3-: From The Ashland Gazette (Ashland, Nebraska, USA) of Wednesday 6th January 1943:

Eddie Cantor * says that matrimony Is a 50-50 proposition alright. The husband gets 50c and the wife 50 bucks. Eddie knows slacks are the fashion for women but he continues to wonder why they wait until they look like the back end of a Greyhound bus before they start wearing ’em. A few more cracks like that and Eddie will find the front rows will be full of hard boiled femmes and what they will be throwing across the footlights won’t be flowers.

* Eddie Cantor (Isidore Itzkowitz – 1892-1964) was a U.S. entertainer.

4-: From the column In Hollywood, by the U.S. gossip columnist Erskine Johnson (1910-1984), published, for example, in the Miami Daily News-Record (Miami, Oklahoma, USA) of Monday 12th December 1949:

Film writer Ken Englund’s recent complaints here about movie cliches sent Parke Levy running to his typewriter. Parke is a radio writer—for the past three years head writer of the “My Friend Irma” show.
And, as everyone knows, radio is full of cliches, too.
But Parke isn’t.
He writes:
“[…] [A] prime offender is what I call the adjective gag. A radio writer never describes a woman as just being stout. He resorts to a formula which invariably begins: ‘She is so stout that…’ (and the rest you fill in.) Such as:
“When she wears red earrings she looks like the back of a bus with the brakes on.”
Or, “—she has six chins—the last two are her stomach.”

5-: From The Essex Newsman-Herald (Chelmsford, Essex, England) of Friday 16th December 1949:

Career girls are making news. Take a look at these questions and answers in which (1) a married man and (2) a young woman endeavour to decide
When a woman says, “I want to be a career girl, and don’t want to marry,” does she honestly mean it?
A. Of course not. Any girl with a career who is offered the choice of that or marriage will choose marriage. She becomes a career girl in the first place to earn enough money to make herself attractive to men.
If she genuinely prefers her career to the man, then the answer is that he is not the right one. When HE turns up, nothing will stop her.
P.S.: If she never gets married, she either has rotten luck or looks like the back of a bus.

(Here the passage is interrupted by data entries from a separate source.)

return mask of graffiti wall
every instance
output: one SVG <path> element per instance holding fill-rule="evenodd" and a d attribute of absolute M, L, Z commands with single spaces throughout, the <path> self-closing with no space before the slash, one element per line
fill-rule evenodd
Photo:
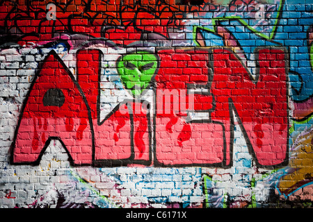
<path fill-rule="evenodd" d="M 312 7 L 0 1 L 0 207 L 311 207 Z"/>

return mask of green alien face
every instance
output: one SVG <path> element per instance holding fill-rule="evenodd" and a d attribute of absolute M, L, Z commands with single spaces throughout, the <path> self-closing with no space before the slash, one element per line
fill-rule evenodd
<path fill-rule="evenodd" d="M 154 77 L 157 67 L 156 57 L 147 51 L 127 54 L 118 61 L 118 72 L 124 86 L 134 96 L 141 94 Z"/>

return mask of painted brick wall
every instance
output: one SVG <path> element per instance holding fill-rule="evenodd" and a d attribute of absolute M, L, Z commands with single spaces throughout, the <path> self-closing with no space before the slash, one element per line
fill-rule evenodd
<path fill-rule="evenodd" d="M 313 1 L 0 1 L 0 207 L 312 207 Z"/>

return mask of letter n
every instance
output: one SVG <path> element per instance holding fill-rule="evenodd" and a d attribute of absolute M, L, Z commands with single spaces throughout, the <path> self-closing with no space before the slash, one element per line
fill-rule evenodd
<path fill-rule="evenodd" d="M 12 163 L 39 164 L 51 139 L 61 142 L 74 164 L 92 164 L 92 123 L 85 96 L 54 51 L 35 76 L 11 147 Z"/>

6-: From the Fort Worth Star-Telegram (Fort Worth, Texas, USA) of Wednesday 4th October 1950:

Like the Back of a Bus—Oh!
English Girl on Cycle Says It’s Just Untrue

English girls don’t necessarily look like the backs of buses, a blond, curvaceous English girl traveling about the country on a motorcycle opined here Tuesday.
To back up her assertion, 24-year-old Toni Henly of Cheltenham, Gloucestershire, put herself forward as Exhibit A.
Toni had heard, she confided, that most Americans pictured a typical British pinup girl “as a horsy thing, wearing flat shoes and plain clothes and no makeup, looking something like the back of a bus.”